Рубрика издания: Психология искусства

Тип материала: научная статья

DOI: https://doi.org/10.17759/chp.2015110110

Для цитаты: Выготский Л.С. Театр и революция // Культурно-историческая психология. 2015. Том 11. № 1. С. 86–90. DOI: 10.17759/chp.2015110110

Полный текст

 

1

У русского театра нет заслуг перед революцией. К стыду это или к чести — можно спорить, но это так. Стоит только вспомнить картину театральной жизни недавнего прошлого, чтобы убедиться в справедливости этого.

Речь идет не о том только, что театр наш накануне революции оставался совершенно вне политики в противоположность театру французскому, политическая роль которого очень значительна. Историки французской революции недаром уделяют столько внимания сцене, в известной мере подготовившей приход революции. Она была общественной трибуной, с которой задолго до взятия Бастилии раздавалось протестующее и призывное слово: она служила таким же проводником революционных идей, как и печатная брошюра, книжка журнала или агитационная речь оратора. Вместе со всеми и театр зажигал огни революции2.

Не только в этом смысле ничего не дал русский театр: в своих творческих устремлениях он не выявил даже бледнейшей тени предчувствия того рокового, великого и страшного, что надвигалось, что было уже в пути, что стучалось в двери, и что очень скоро вышло за узкие пределы политики и захватило все области человеческой жизни и творческого духа.

То, что обычно называлось «кризисом театра»3, и что было в действительности изживанием и развалом старых форм театрального искусства, проявилось с наибольшей силой за время войны и, в особенности, накануне революции.

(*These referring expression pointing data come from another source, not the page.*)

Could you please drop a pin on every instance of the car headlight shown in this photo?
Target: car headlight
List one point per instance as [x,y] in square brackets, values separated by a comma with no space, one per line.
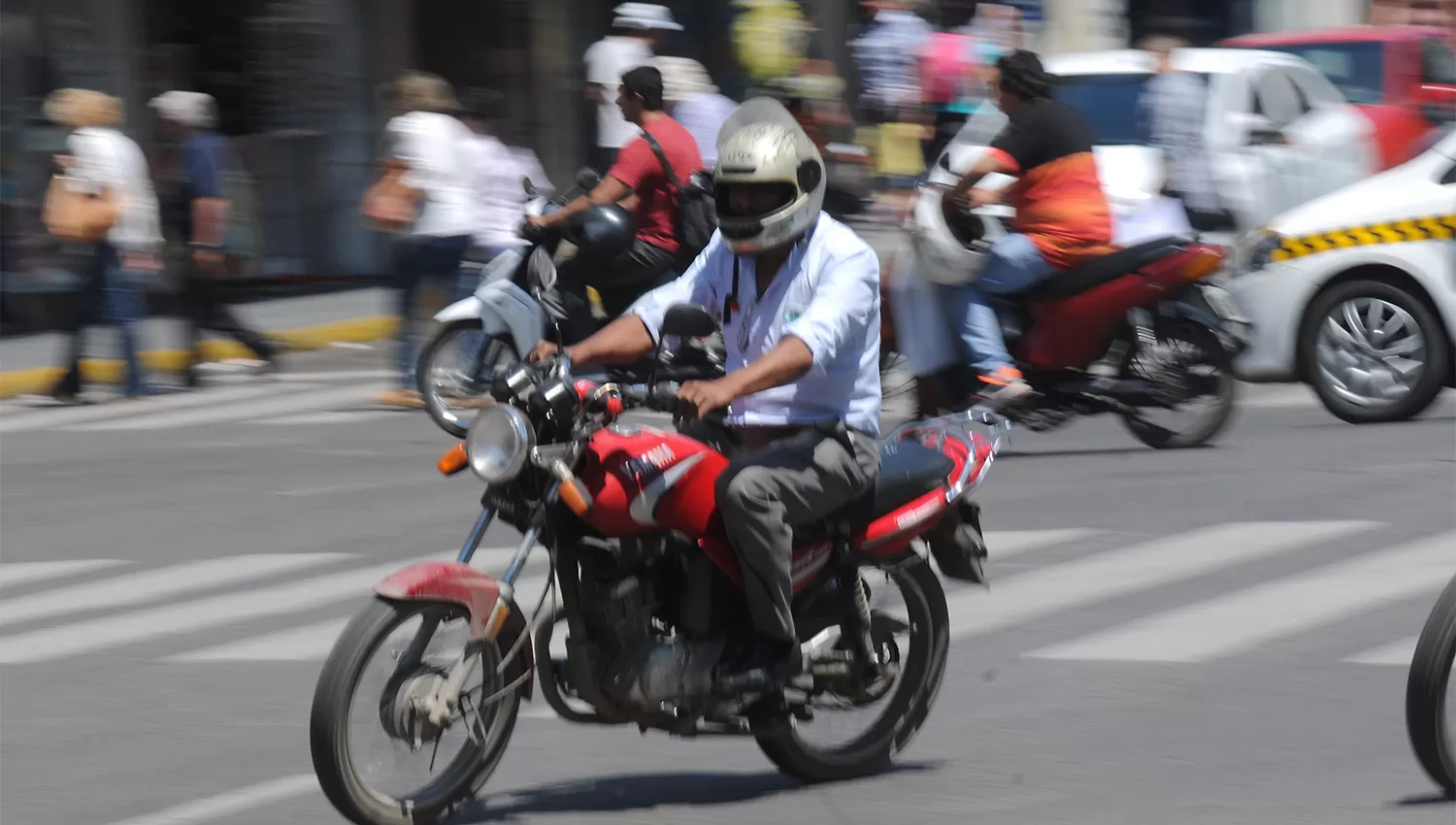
[498,443]
[1257,249]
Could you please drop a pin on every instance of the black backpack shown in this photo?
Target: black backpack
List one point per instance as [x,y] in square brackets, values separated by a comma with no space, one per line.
[696,210]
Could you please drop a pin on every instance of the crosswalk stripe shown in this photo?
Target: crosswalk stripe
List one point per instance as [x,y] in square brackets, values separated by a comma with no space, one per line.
[277,405]
[1397,653]
[26,572]
[1274,610]
[195,615]
[1007,543]
[308,644]
[314,642]
[64,416]
[150,585]
[1101,577]
[326,416]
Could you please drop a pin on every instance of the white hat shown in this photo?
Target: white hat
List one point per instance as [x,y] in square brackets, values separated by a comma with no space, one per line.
[645,16]
[681,78]
[191,110]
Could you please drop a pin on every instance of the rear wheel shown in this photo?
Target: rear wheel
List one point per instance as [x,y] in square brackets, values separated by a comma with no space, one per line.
[456,370]
[919,671]
[1196,372]
[1430,703]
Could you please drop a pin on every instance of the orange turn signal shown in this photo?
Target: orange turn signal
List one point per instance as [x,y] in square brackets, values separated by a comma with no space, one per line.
[1205,264]
[576,496]
[453,460]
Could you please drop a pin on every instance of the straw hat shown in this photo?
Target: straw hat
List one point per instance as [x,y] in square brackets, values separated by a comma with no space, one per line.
[81,108]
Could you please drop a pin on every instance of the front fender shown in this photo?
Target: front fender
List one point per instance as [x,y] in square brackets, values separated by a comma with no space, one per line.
[465,309]
[478,594]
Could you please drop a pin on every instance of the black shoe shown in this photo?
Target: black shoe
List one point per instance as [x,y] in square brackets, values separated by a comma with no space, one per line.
[766,665]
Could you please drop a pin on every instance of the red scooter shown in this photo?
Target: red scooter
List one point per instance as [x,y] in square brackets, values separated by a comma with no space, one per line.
[651,595]
[1133,334]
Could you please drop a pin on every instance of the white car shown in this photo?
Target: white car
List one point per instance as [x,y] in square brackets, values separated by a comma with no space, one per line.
[1277,131]
[1356,293]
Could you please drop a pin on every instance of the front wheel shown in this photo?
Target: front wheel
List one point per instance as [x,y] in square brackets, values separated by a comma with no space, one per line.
[1430,706]
[355,708]
[917,674]
[1374,352]
[456,370]
[1196,373]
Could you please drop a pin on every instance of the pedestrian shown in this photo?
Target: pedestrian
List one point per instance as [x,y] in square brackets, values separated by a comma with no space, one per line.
[495,171]
[693,101]
[635,32]
[198,212]
[427,169]
[1174,108]
[104,171]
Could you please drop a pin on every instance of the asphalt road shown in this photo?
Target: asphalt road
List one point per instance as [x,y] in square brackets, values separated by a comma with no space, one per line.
[1208,636]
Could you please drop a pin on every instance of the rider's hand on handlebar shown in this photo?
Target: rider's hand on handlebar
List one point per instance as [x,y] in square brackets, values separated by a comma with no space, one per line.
[707,396]
[544,351]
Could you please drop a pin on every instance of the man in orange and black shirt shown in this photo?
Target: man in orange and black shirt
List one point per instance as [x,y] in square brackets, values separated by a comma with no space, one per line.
[1062,214]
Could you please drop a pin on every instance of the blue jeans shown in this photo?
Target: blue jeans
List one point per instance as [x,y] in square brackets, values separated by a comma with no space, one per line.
[114,294]
[1013,265]
[415,259]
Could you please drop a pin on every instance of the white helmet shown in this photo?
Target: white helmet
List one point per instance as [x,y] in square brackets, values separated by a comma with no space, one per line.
[769,180]
[951,250]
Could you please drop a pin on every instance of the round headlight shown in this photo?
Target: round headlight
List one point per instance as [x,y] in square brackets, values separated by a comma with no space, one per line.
[498,443]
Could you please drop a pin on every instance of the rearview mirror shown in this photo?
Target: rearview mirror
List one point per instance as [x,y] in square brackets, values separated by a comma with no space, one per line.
[1266,136]
[687,320]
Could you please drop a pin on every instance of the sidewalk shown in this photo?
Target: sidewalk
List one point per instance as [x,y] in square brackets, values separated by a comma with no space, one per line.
[28,364]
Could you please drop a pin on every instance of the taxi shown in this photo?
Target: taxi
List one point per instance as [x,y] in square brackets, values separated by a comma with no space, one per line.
[1354,293]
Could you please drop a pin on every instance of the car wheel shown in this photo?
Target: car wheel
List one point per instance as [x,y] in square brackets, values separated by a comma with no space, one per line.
[1373,351]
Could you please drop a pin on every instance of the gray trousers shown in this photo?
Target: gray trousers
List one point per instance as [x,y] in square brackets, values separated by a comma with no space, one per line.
[782,478]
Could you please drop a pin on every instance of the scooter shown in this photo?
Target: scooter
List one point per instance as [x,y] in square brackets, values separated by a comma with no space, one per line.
[515,308]
[1130,334]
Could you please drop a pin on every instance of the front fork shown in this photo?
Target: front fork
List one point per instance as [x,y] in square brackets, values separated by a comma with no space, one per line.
[445,700]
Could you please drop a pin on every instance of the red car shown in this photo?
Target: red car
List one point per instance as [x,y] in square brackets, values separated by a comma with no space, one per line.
[1403,78]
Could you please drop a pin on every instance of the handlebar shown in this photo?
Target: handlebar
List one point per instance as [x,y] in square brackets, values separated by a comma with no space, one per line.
[663,398]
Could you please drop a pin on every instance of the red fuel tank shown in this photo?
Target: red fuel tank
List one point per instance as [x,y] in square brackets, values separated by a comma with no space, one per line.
[644,478]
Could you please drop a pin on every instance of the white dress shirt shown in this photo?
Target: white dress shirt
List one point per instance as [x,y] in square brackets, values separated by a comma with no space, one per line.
[107,159]
[436,148]
[827,296]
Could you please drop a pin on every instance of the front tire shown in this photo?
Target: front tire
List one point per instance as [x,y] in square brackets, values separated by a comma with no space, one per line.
[1373,376]
[919,684]
[1179,334]
[1427,694]
[465,337]
[329,726]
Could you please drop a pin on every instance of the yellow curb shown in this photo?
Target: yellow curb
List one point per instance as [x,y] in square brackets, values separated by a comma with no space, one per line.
[113,372]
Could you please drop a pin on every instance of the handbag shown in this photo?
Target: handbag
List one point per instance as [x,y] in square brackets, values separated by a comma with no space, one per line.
[75,214]
[390,204]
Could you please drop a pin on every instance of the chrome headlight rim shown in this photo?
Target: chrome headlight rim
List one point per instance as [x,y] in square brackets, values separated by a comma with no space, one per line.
[489,425]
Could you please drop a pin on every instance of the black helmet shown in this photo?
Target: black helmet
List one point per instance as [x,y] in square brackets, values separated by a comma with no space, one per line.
[602,230]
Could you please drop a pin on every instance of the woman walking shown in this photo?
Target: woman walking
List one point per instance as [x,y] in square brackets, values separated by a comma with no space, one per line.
[104,168]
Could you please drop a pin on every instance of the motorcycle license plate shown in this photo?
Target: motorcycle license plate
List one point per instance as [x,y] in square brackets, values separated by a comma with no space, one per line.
[1222,303]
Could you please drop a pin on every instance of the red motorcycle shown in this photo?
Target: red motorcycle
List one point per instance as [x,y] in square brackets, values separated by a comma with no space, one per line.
[1130,334]
[649,595]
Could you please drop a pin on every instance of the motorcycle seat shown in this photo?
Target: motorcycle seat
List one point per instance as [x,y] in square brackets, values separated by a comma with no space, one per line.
[908,470]
[1106,268]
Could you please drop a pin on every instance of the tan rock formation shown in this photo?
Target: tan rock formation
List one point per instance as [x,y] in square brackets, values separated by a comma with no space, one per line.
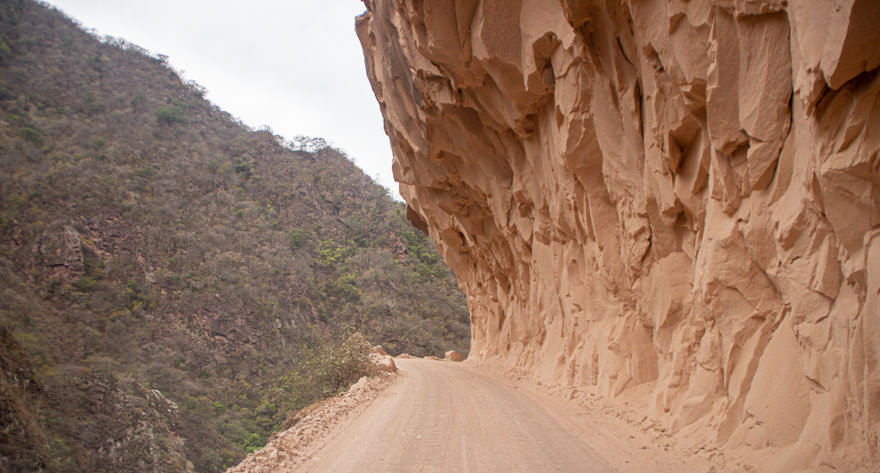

Последние достижения натуралистического театра (то, что Станиславский назвал «душевным натурализмом»4) привели в безысходный тупик психологического эксперимента, где кончается всякое искусство5. Идейное банкротство и художественный крах декадентского, т. наз. условного или символического театра6, извратившего в угоду литературе самую природу театральности, обнаружились с непререкаемой ясностью. Безудержный импрессионизм, старающийся играть какими угодно средствами на впечатлительности зрителя, распыливший драматическое действие в «настроение» («драма только лирика, случайно отлившаяся в форму диалога»7), да еще эпигонство старой славной традициями, но бедной творческими силами реалистической сцены8 дополняют картину развала серьезного театра.

И суровый приговор Ал. Блока, произнесенный им над драматургами, справедливо распространить на всех художников театра: они «низошли в наши будни, разучились будить высокие чувства, охладели к театральному действию и углубились в безысходную психологию»9.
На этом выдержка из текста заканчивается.